ネイチャー2002年6月27日号 「Caffeine as a repellent for slugs and snails」より

 植物を食い荒らすナメクジやカタツムリの退治用に市販されている薬は、メタアルデヒド、メチオカルブなどという名の化学物質を含むものがほとんどですが、これが野菜などの表面に残ってしまうのは望ましくありません。
 コーヒーなどに含まれるカフェインは、FDA(米国食品医薬品局)によって安全性が確認された物質ですが、これがナメクジやカタツムリを退治し、寄せ付けないようにするのに使える可能性が出てきました。天然物であるカフェインがメタアルデヒドなどの代わりになるのなら、環境に優しく、野菜などにも安心して使える農薬になります。

 ハワイでは、外部から持ち込まれたカエルが植物を食い荒らす被害が生じていて、その対策としてカフェインを散布することが検討されていました。しかしそのテストを行っていた際に、1%か2%のカフェイン溶液をかけられると大型のナメクジが死んでしまうことが見出されたのです。  これはナメクジ退治に使えるかもしれないと、鉢植えの土にナメクジを埋めて、2%カフェイン溶液をかけておいたところ、48時間後には全てのナメクジが土から這い出し、その92%が死んでしまいました。
 さらに白菜の葉をカフェイン溶液に浸してそのまま乾燥させたものをナメクジと一緒に置いておいたところ、カフェイン無しの白菜に比べて、食べられる量が減少しました(2%カフェイン溶液を使用した場合で39%の減少)。カフェイン有りの葉とカフェイン無しの葉を並べておいたところ、ナメクジはカフェイン無しの方を選んで食べることが分かりました。この効果は、カフェイン濃度がたったの0.01%でも現れました。なお、カップ一杯のインスタントコーヒーのカフェイン濃度は0.05%程度で、レギュラーコーヒーだともう少し多くなるそうです。

 小型のカタツムリにカフェイン溶液をかけて影響を調べたところ、0.01%カフェイン溶液をかけられたカタツムリの心拍数は上がりましたが、0.1%以上の濃度だと逆に心拍数が下がりました。その後、濃度の高いカフェイン溶液をかけられたカタツムリの心拍は弱く不規則になり、0.5%以上の濃度では、96時間後までに全て死んでしまいました。
 鉢植えなどにつくカタツムリの数を減らす働きは、通常用いられている0.195%メタアルデヒド溶液よりも2%カフェイン溶液の方が優れていることが分かりました。

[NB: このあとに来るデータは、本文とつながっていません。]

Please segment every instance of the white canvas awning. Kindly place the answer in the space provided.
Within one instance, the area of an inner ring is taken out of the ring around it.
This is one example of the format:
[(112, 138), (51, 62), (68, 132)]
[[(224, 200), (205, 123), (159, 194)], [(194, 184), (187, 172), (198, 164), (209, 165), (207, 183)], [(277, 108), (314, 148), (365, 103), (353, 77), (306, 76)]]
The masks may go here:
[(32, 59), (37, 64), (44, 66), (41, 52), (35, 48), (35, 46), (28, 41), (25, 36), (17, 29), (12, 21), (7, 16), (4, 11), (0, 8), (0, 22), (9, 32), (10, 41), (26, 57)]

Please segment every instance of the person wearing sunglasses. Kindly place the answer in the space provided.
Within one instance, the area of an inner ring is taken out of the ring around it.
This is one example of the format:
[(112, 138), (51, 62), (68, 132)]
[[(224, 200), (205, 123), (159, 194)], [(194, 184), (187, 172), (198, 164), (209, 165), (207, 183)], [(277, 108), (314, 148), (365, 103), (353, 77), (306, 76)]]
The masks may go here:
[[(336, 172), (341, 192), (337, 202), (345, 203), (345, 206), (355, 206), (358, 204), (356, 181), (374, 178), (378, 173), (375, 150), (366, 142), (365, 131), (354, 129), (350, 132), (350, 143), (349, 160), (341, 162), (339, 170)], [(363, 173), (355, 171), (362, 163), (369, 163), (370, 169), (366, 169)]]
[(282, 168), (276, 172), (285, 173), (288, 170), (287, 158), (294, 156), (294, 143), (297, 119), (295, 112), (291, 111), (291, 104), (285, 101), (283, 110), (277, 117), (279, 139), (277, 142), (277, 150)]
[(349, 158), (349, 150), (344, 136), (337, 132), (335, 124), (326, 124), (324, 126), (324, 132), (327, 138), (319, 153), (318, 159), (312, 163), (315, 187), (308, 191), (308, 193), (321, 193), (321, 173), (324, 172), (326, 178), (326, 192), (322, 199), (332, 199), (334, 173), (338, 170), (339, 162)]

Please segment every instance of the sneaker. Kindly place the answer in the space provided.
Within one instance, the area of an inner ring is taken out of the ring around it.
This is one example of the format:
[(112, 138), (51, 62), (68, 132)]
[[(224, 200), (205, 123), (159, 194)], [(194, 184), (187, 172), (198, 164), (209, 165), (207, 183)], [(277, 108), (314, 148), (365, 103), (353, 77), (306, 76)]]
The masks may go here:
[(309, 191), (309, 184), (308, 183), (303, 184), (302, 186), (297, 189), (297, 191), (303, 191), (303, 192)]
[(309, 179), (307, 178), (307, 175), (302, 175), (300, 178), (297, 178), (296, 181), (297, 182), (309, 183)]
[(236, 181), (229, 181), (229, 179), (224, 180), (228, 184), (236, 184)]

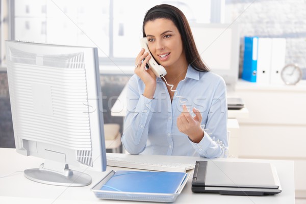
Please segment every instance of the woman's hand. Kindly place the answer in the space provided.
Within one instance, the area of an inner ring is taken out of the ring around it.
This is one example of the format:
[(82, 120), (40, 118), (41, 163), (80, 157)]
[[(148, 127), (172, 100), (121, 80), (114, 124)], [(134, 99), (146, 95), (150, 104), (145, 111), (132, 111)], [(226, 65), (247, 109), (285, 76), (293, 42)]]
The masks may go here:
[[(144, 53), (144, 49), (141, 50), (137, 56), (135, 61), (137, 67), (134, 70), (134, 73), (142, 80), (145, 88), (143, 92), (143, 96), (148, 98), (153, 98), (155, 90), (156, 89), (156, 76), (150, 69), (146, 69), (145, 65), (151, 57), (147, 53)], [(142, 60), (146, 58), (143, 62)]]
[(180, 132), (188, 136), (192, 142), (198, 143), (204, 137), (204, 131), (201, 128), (202, 115), (200, 111), (193, 108), (192, 111), (195, 114), (193, 117), (190, 115), (185, 105), (183, 106), (183, 112), (177, 120)]

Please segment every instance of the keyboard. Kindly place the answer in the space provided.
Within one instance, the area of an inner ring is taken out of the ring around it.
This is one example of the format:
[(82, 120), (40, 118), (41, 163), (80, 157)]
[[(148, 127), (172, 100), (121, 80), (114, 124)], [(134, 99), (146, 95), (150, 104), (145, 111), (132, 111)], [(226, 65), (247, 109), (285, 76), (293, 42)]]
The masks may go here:
[(110, 166), (151, 171), (186, 172), (188, 170), (194, 169), (195, 165), (195, 164), (148, 160), (147, 157), (145, 159), (141, 155), (107, 153), (107, 165)]

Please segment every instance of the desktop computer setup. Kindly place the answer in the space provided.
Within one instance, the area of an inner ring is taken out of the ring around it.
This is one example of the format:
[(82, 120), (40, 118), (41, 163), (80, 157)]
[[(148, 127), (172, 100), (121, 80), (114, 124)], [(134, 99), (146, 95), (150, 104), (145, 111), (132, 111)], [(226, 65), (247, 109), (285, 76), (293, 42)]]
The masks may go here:
[[(178, 173), (195, 168), (195, 163), (148, 162), (145, 157), (106, 154), (96, 48), (14, 40), (7, 40), (6, 47), (16, 151), (45, 159), (39, 168), (24, 170), (27, 178), (54, 185), (87, 186), (91, 177), (69, 165), (105, 171), (107, 157), (109, 166), (130, 169)], [(116, 193), (108, 198), (116, 199)], [(164, 198), (173, 201), (177, 195)], [(146, 201), (143, 196), (138, 200)]]

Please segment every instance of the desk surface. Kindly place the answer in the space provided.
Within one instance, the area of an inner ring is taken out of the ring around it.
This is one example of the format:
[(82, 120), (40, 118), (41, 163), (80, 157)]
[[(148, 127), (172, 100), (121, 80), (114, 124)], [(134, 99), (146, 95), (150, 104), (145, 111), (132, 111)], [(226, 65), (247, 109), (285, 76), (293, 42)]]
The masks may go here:
[[(193, 157), (149, 156), (162, 158), (164, 161), (171, 160), (173, 162), (186, 162), (193, 164), (198, 160), (206, 159)], [(123, 169), (120, 168), (107, 167), (104, 172), (85, 171), (92, 178), (92, 183), (85, 187), (62, 187), (40, 184), (26, 178), (23, 171), (28, 168), (37, 168), (43, 160), (34, 157), (25, 157), (16, 152), (15, 149), (0, 148), (2, 164), (0, 177), (0, 203), (135, 203), (127, 201), (99, 199), (90, 189), (100, 181), (111, 170)], [(294, 184), (293, 162), (281, 160), (263, 160), (242, 159), (217, 159), (217, 160), (228, 161), (262, 162), (273, 164), (277, 171), (283, 191), (272, 196), (242, 196), (221, 195), (218, 194), (194, 193), (191, 191), (190, 176), (182, 193), (174, 202), (175, 203), (294, 203)], [(70, 167), (71, 169), (79, 170)], [(193, 174), (193, 170), (189, 173)], [(137, 202), (137, 203), (147, 202)]]
[[(125, 117), (126, 112), (126, 87), (125, 86), (118, 99), (112, 107), (112, 116)], [(229, 110), (227, 111), (228, 118), (247, 118), (248, 117), (248, 111), (246, 108), (240, 110)]]

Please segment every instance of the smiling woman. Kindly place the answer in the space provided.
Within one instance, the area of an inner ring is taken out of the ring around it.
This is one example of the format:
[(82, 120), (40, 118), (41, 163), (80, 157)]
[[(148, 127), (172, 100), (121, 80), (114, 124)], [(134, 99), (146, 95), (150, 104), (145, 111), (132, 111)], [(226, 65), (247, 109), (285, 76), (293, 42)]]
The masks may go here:
[(226, 157), (225, 84), (198, 57), (184, 14), (173, 6), (156, 6), (146, 13), (143, 32), (167, 74), (162, 79), (146, 69), (149, 53), (140, 50), (128, 85), (125, 149), (132, 154)]

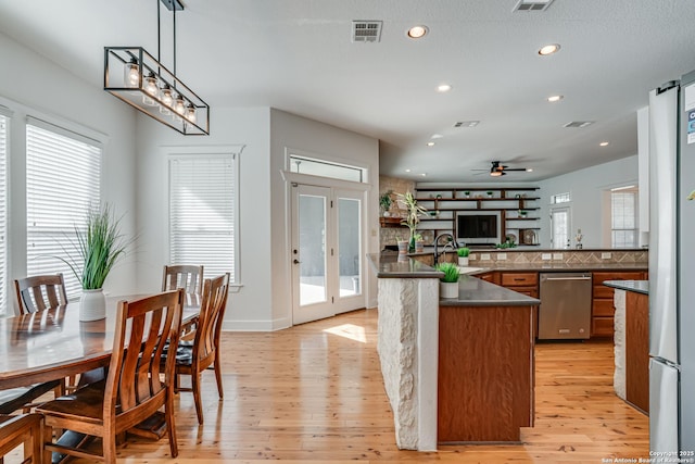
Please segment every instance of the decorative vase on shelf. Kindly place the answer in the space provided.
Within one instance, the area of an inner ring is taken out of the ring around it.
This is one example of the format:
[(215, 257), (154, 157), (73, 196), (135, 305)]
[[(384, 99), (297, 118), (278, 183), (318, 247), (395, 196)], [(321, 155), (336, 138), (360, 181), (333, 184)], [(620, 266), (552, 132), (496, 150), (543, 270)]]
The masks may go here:
[(79, 319), (89, 322), (104, 317), (106, 317), (106, 299), (103, 289), (83, 290), (79, 299)]

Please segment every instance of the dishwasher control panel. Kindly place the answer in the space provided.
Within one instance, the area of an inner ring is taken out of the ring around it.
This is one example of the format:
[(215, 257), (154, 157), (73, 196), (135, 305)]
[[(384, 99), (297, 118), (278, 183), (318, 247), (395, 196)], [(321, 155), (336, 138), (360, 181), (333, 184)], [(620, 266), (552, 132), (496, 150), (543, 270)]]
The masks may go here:
[(539, 340), (587, 339), (591, 273), (541, 273)]

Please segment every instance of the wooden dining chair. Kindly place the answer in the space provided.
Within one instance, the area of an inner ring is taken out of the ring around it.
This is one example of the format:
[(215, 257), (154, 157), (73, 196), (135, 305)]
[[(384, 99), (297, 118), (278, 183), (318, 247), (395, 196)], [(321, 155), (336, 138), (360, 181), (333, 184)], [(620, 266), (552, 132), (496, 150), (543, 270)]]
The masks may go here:
[[(31, 276), (14, 280), (20, 314), (35, 313), (47, 309), (67, 304), (65, 281), (63, 274)], [(74, 380), (71, 378), (70, 380)], [(71, 381), (67, 381), (70, 385)], [(29, 412), (31, 402), (53, 390), (56, 396), (65, 391), (66, 384), (51, 380), (43, 384), (14, 388), (0, 392), (0, 413), (10, 414), (14, 411)]]
[(164, 265), (162, 291), (182, 288), (187, 293), (203, 292), (203, 266)]
[(0, 415), (0, 463), (15, 448), (24, 444), (22, 464), (41, 464), (42, 428), (43, 416), (40, 414)]
[(67, 304), (63, 274), (31, 276), (14, 280), (20, 314)]
[[(118, 302), (106, 378), (36, 409), (46, 417), (45, 459), (55, 451), (86, 459), (101, 457), (113, 464), (116, 437), (157, 415), (161, 407), (172, 457), (178, 455), (174, 423), (176, 360), (162, 363), (162, 359), (165, 346), (178, 343), (184, 299), (184, 290), (179, 289)], [(54, 427), (101, 437), (101, 454), (53, 442)]]
[[(219, 398), (224, 398), (222, 363), (219, 362), (219, 337), (225, 309), (227, 306), (228, 292), (229, 273), (213, 279), (205, 279), (193, 342), (181, 341), (176, 350), (175, 388), (177, 391), (192, 391), (199, 424), (203, 424), (203, 404), (200, 385), (201, 373), (210, 366), (213, 366), (215, 371)], [(167, 356), (170, 356), (169, 353), (167, 353)], [(182, 388), (180, 386), (181, 375), (191, 376), (190, 388)]]

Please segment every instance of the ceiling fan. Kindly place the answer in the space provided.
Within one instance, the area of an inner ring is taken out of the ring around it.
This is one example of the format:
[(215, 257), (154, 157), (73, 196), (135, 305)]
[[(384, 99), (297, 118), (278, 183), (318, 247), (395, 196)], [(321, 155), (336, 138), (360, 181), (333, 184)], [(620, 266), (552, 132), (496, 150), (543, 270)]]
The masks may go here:
[[(488, 170), (472, 170), (472, 171), (488, 171)], [(507, 171), (531, 171), (531, 170), (528, 170), (526, 167), (509, 167), (505, 164), (502, 164), (502, 162), (500, 161), (493, 161), (492, 166), (490, 167), (490, 175), (492, 177), (506, 176)]]

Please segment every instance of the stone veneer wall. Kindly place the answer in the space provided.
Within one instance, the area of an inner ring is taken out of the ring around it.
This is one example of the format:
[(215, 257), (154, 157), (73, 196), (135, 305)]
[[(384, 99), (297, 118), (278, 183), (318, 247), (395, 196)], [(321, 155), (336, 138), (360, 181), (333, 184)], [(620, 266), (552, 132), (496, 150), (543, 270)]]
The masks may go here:
[(437, 449), (439, 280), (380, 278), (377, 351), (399, 449)]
[[(506, 254), (506, 260), (500, 260), (500, 253)], [(610, 258), (602, 258), (610, 253)], [(488, 254), (488, 256), (483, 256)], [(549, 255), (551, 260), (544, 260)], [(486, 258), (483, 260), (483, 258)], [(471, 266), (504, 264), (647, 264), (648, 250), (471, 250), (469, 261)], [(473, 264), (475, 263), (475, 264)]]
[(626, 386), (626, 296), (624, 290), (618, 288), (614, 292), (614, 306), (616, 313), (614, 315), (614, 326), (616, 328), (612, 341), (616, 371), (612, 376), (612, 387), (616, 394), (623, 400), (627, 399)]

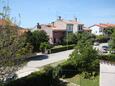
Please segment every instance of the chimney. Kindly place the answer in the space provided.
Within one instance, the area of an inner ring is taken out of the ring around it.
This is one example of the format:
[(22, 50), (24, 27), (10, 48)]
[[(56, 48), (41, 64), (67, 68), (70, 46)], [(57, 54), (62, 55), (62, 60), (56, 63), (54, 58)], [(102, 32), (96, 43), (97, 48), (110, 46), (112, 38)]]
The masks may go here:
[(76, 18), (76, 17), (75, 17), (74, 19), (75, 19), (75, 21), (77, 21), (77, 18)]
[(62, 19), (61, 19), (61, 16), (58, 16), (58, 20), (62, 20)]
[(52, 25), (53, 25), (53, 27), (54, 27), (54, 22), (52, 22)]
[(37, 23), (37, 29), (41, 29), (41, 25)]

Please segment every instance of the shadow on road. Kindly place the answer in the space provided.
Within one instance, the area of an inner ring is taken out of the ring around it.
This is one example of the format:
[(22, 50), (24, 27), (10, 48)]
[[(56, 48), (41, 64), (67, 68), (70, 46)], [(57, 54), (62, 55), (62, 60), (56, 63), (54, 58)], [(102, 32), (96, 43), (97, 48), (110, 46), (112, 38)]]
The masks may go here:
[(28, 61), (38, 61), (38, 60), (44, 60), (44, 59), (48, 59), (48, 55), (32, 56), (31, 58), (28, 58)]

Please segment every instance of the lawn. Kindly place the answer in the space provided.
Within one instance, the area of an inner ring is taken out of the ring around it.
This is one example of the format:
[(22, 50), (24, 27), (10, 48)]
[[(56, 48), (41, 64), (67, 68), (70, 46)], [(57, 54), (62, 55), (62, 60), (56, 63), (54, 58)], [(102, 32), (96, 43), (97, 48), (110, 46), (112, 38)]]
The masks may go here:
[(74, 77), (67, 78), (66, 80), (80, 86), (99, 86), (99, 76), (96, 76), (94, 79), (84, 79), (80, 75), (75, 75)]

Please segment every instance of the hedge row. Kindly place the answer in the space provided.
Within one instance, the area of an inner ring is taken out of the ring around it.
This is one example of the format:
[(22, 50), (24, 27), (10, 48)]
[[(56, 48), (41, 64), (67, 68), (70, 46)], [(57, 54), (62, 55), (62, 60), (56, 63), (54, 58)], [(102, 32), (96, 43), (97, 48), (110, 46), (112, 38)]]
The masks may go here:
[(60, 86), (58, 78), (53, 76), (53, 68), (34, 72), (26, 77), (6, 83), (4, 86)]
[(102, 56), (100, 56), (100, 60), (115, 62), (115, 54), (102, 55)]
[(58, 48), (52, 48), (50, 51), (48, 51), (48, 53), (56, 53), (56, 52), (61, 52), (61, 51), (65, 51), (65, 50), (71, 50), (75, 47), (75, 45), (68, 45), (68, 46), (62, 46), (62, 47), (58, 47)]

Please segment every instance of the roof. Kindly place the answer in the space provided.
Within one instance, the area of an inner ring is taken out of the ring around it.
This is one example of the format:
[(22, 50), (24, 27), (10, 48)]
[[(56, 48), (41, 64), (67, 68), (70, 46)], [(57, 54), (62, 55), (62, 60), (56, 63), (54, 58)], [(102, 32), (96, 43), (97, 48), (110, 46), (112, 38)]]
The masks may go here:
[(62, 20), (62, 22), (66, 23), (66, 24), (82, 24), (76, 20)]
[(82, 24), (79, 21), (73, 20), (65, 20), (65, 19), (58, 19), (49, 24), (41, 24), (42, 28), (49, 28), (54, 31), (66, 31), (66, 27), (63, 24)]
[[(93, 26), (98, 26), (103, 29), (103, 28), (108, 28), (108, 27), (115, 27), (115, 24), (95, 24)], [(93, 26), (91, 26), (91, 27), (93, 27)]]
[(10, 22), (8, 20), (0, 19), (0, 26), (8, 25), (8, 24), (10, 24), (11, 26), (16, 26), (16, 24), (13, 24), (12, 22)]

 カフェインを農薬として使用するアイディアは以前からあったのですが、それは昆虫を対象としたものであり、ナメクジなどの軟体動物に対する効果は注目されていませんでした。
 なぜナメクジやカタツムリがカフェインに弱いのかはまだはっきり分かっていませんが、どうやら神経系に影響を与えているらしいと考えられています。土の上にナメクジを置いて1%か2%のカフェイン溶液をスプレーすると、身をよじらせてのたうち回って死ぬそうです。スプレーされてすぐ、土の中に逃げ込むことができた場合だけは生き残ることもあるとのことです。

 ナメクジやカタツムリなどの軟体動物は、ミミズなど他の生物よりもカフェインによる毒性の影響を受けやすいのではないかと考えられています。
 カフェイン溶液の散布により、葉が黄色くなるなどの影響を受ける植物もありますが、この問題は農業用のポリマーにカフェインを配合することで解決できると考えられています。ポリマーの使用は、スプレーされた水とカフェインの保持性を高める働きも期待できます。